Its second? The company is rumored to be talking with Chicago-based Navistar International Corp. about a possible takeover, which would marry the world’s second- and fourth-largest truck OEMs, respectively.
Like most truck builders in North America, Navistar has been riding high of late. It reported fiscal first-quarter earnings (ended Jan. 31) that rose a higher-than-expected 61%, and doubled its profit per share over the previous year.
Meanwhile, Volvo’s North American group is pumping out VN tractors at a record pace.
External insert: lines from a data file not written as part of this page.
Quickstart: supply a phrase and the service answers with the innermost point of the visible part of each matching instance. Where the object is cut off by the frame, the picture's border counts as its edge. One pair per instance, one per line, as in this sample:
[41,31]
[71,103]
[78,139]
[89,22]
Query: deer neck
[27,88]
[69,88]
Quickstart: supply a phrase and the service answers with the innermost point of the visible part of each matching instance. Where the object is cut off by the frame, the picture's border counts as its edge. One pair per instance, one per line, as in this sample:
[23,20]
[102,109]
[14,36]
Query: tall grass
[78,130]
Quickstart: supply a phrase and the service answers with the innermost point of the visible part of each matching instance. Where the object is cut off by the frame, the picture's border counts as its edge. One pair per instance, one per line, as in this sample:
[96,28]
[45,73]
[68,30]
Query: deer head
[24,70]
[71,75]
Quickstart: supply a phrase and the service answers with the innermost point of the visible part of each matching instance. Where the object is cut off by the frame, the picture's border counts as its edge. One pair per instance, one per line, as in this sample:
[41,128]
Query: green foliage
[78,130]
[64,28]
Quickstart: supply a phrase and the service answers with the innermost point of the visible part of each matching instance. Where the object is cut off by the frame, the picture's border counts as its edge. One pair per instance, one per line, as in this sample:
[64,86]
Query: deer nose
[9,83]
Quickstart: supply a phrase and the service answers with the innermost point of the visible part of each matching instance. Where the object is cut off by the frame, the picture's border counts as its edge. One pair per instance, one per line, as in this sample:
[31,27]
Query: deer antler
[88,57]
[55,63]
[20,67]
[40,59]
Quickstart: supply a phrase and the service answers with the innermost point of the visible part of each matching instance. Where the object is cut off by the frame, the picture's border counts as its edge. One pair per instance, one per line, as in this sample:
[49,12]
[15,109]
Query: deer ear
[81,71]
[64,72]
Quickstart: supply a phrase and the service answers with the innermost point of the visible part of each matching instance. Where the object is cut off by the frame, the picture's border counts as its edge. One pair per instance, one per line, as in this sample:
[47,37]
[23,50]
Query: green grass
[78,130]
The company got a boost in January when workers at its New River Valley assembly facility in Dublin, Va., ratified a six-year labor contract, seen as the first step toward a $148-million plant expansion that would increase output there to 50,000 trucks a year. “First and foremost, this promises to be a good deal for truck buyers,” says Marc Gustafson, president of Volvo Trucks.
“They’re keeping us busy.”
And that second step? The promise of a slew of economic benefits from state and local governments.